A technical comparison on a subset of capabilities.
Context
Microsoft SQL Server and Azure Databricks over the many years I’ve been working in the data/IT industry have easily become my two favourite data processing tools. When Databricks became a first-class resource in Microsoft Azure, it was a big moment for the evolution of the data platform architectures I’ve designed and built (but architecture isn’t the focus for this blog). That said, rather than considering the tooling and technology as an evolution, I find a lot of people drawing comparisons between the products. This often leads to confusion and friction, as they are ultimately offering a lot of different capabilities, with only some common areas where comparisons could be made.

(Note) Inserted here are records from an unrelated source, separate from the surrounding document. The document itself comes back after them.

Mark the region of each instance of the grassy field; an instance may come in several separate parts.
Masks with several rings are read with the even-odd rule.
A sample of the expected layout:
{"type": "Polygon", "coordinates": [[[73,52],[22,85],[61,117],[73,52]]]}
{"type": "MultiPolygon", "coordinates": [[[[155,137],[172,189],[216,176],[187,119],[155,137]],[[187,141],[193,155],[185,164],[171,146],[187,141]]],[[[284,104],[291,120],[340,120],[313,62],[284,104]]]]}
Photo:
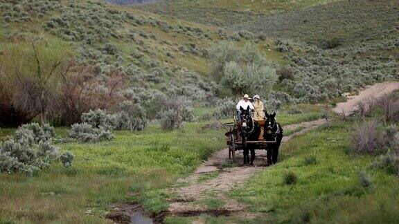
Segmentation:
{"type": "Polygon", "coordinates": [[[281,162],[231,196],[272,223],[397,223],[399,180],[371,169],[375,157],[349,153],[353,123],[336,122],[294,138],[283,147],[281,162]],[[360,185],[360,170],[371,175],[374,187],[360,185]],[[284,183],[288,171],[296,184],[284,183]]]}
{"type": "MultiPolygon", "coordinates": [[[[281,113],[279,121],[287,124],[322,115],[314,106],[299,108],[303,114],[281,113]]],[[[211,111],[197,109],[196,113],[211,111]]],[[[141,132],[115,131],[112,141],[58,144],[75,155],[72,167],[56,163],[33,176],[0,174],[0,222],[104,222],[101,217],[109,205],[124,201],[140,203],[150,213],[163,211],[168,207],[167,189],[177,179],[225,147],[224,130],[204,129],[205,124],[187,123],[171,132],[152,125],[141,132]]],[[[15,130],[0,129],[0,139],[15,130]]],[[[68,134],[66,128],[56,131],[59,138],[68,134]]]]}
{"type": "Polygon", "coordinates": [[[135,8],[196,23],[224,26],[337,0],[168,0],[135,8]]]}
{"type": "Polygon", "coordinates": [[[150,127],[116,132],[110,142],[60,144],[75,155],[71,168],[54,164],[33,176],[0,174],[0,222],[105,222],[108,206],[123,201],[163,210],[166,189],[225,144],[222,131],[202,131],[202,126],[187,124],[172,132],[150,127]]]}
{"type": "MultiPolygon", "coordinates": [[[[294,138],[283,146],[277,165],[258,171],[244,186],[229,193],[231,198],[249,205],[251,211],[263,215],[251,220],[207,215],[200,218],[206,223],[399,222],[398,177],[371,168],[377,156],[350,152],[351,130],[359,122],[335,120],[330,127],[294,138]],[[371,187],[362,187],[360,171],[370,175],[371,187]],[[294,174],[296,181],[285,180],[287,174],[294,174]]],[[[166,222],[194,220],[168,217],[166,222]]]]}

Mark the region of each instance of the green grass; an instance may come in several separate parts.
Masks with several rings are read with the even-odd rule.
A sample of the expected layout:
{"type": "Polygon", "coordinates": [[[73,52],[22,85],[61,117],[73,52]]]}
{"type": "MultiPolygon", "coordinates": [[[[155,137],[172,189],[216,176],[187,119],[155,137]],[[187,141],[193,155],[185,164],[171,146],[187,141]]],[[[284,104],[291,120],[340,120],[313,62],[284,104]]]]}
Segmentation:
{"type": "Polygon", "coordinates": [[[337,0],[168,0],[134,6],[195,23],[224,26],[337,0]],[[260,13],[259,13],[260,12],[260,13]]]}
{"type": "MultiPolygon", "coordinates": [[[[166,189],[224,146],[220,131],[199,133],[203,125],[187,124],[172,132],[152,126],[143,132],[116,131],[109,142],[60,144],[75,155],[71,168],[57,162],[33,176],[0,174],[0,217],[17,223],[101,223],[108,205],[123,201],[139,202],[150,212],[163,210],[166,189]],[[85,214],[88,209],[93,215],[85,214]]],[[[12,131],[1,129],[2,137],[12,131]]],[[[57,129],[62,136],[66,131],[57,129]]]]}
{"type": "Polygon", "coordinates": [[[258,173],[231,196],[250,205],[251,211],[264,212],[267,222],[397,223],[399,179],[371,169],[374,157],[347,153],[352,124],[336,122],[329,129],[292,139],[281,150],[279,163],[258,173]],[[361,187],[360,169],[371,175],[375,189],[361,187]],[[297,176],[295,183],[283,183],[287,172],[297,176]]]}

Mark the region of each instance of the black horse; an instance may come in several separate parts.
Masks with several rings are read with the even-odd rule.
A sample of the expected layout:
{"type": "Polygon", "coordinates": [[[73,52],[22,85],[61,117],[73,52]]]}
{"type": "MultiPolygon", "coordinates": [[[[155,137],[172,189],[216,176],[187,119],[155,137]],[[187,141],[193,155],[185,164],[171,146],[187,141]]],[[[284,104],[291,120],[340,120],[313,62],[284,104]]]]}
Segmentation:
{"type": "Polygon", "coordinates": [[[276,142],[267,143],[267,164],[272,165],[277,162],[278,149],[281,144],[284,131],[281,125],[276,121],[276,112],[269,115],[265,111],[265,114],[263,138],[266,141],[276,141],[276,142]]]}
{"type": "Polygon", "coordinates": [[[258,141],[260,134],[260,127],[250,115],[249,106],[246,109],[240,106],[241,111],[241,140],[244,151],[244,165],[254,165],[255,160],[255,145],[247,144],[247,141],[258,141]],[[251,162],[249,163],[249,149],[251,149],[251,162]]]}

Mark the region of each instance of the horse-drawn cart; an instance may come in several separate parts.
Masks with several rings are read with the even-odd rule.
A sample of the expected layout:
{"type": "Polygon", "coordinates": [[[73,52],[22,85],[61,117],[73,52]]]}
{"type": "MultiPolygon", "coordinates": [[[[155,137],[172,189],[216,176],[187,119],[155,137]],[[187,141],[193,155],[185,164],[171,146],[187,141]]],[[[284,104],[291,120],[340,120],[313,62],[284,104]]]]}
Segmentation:
{"type": "Polygon", "coordinates": [[[264,138],[264,125],[265,120],[257,121],[260,127],[260,133],[258,140],[244,140],[242,137],[241,127],[240,122],[234,121],[233,122],[224,123],[223,125],[225,128],[229,130],[226,133],[227,144],[229,146],[229,159],[233,159],[233,162],[236,162],[236,151],[243,150],[244,145],[256,149],[265,149],[267,150],[268,144],[270,143],[276,143],[276,139],[272,140],[266,140],[264,138]]]}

Use cases also play a key part in this understanding, but for now to gain some clarity, I thought it would be a useful starting point to explore where my favourite tools offer similarities to support a potential evolution in platforms. Evolution being a key part of this, evolution, not replacement. For additional context, my career started with SQL Server 2000, and I’ve had hands on experience with every version since and on the Databricks side, worked with the resource ever since it became available in Azure, including previous experience with Apache Spark, HD Insight, Hadoop and Map Reduce (for my sins!)
Scope
To avoid this blog digressing into lots of different areas, let me add some scope to the comparison. SQL Server and Databricks are both popular data platforms that offer different features and benefits for data professionals. SQL Server and is a relational database management system (RDBMS) that supports the transactional structured query language (SQL) syntax. This is foundational in the product for data manipulation and data definition. On the other hand, Azure Databricks is a unified data platform that supports Apache Spark, a distributed computing framework that enables large-scale data processing and machine learning. I’m sure most of you already know this, but I’m including it for completeness and maybe people new to the industry.
To further limit the scope of the thinking here, we are only talking about a SQL Server Instance and Database. Not SSRS, SSIS and SSAS.
That said, in this blog, I want to explore and compare where each product offers similar technical capabilities, with a focus on three main areas:
I’m also going to avoid calling out any particular version of the SQL Server family as that would add another dimension of complexity to the explanations. References here to Azure SQL vs on premises can be implicit without bloating the narrative.
T-SQL vs Spark SQL
T-SQL and Spark SQL are two dialects of SQL that can be used to query data in SQL Server and Azure Databricks, respectively. Both dialects support the ANSI SQL standard, which defines the syntax and semantics of the statements. However, there are some differences, features, quirks and limitations between T-SQL and Spark SQL that might affect the performance and functionality of your queries. Especially if your muscle memory (like mine) is used to writing things in a certain way! To call out a few differences:
T-SQL supports more built-in functions and operators than Spark SQL. Spark SQL has some functions that are not currently available in T-SQL. Playing spot the difference is tricky as variations in syntax are common. For example APPLY vs LATERAL_VIEW.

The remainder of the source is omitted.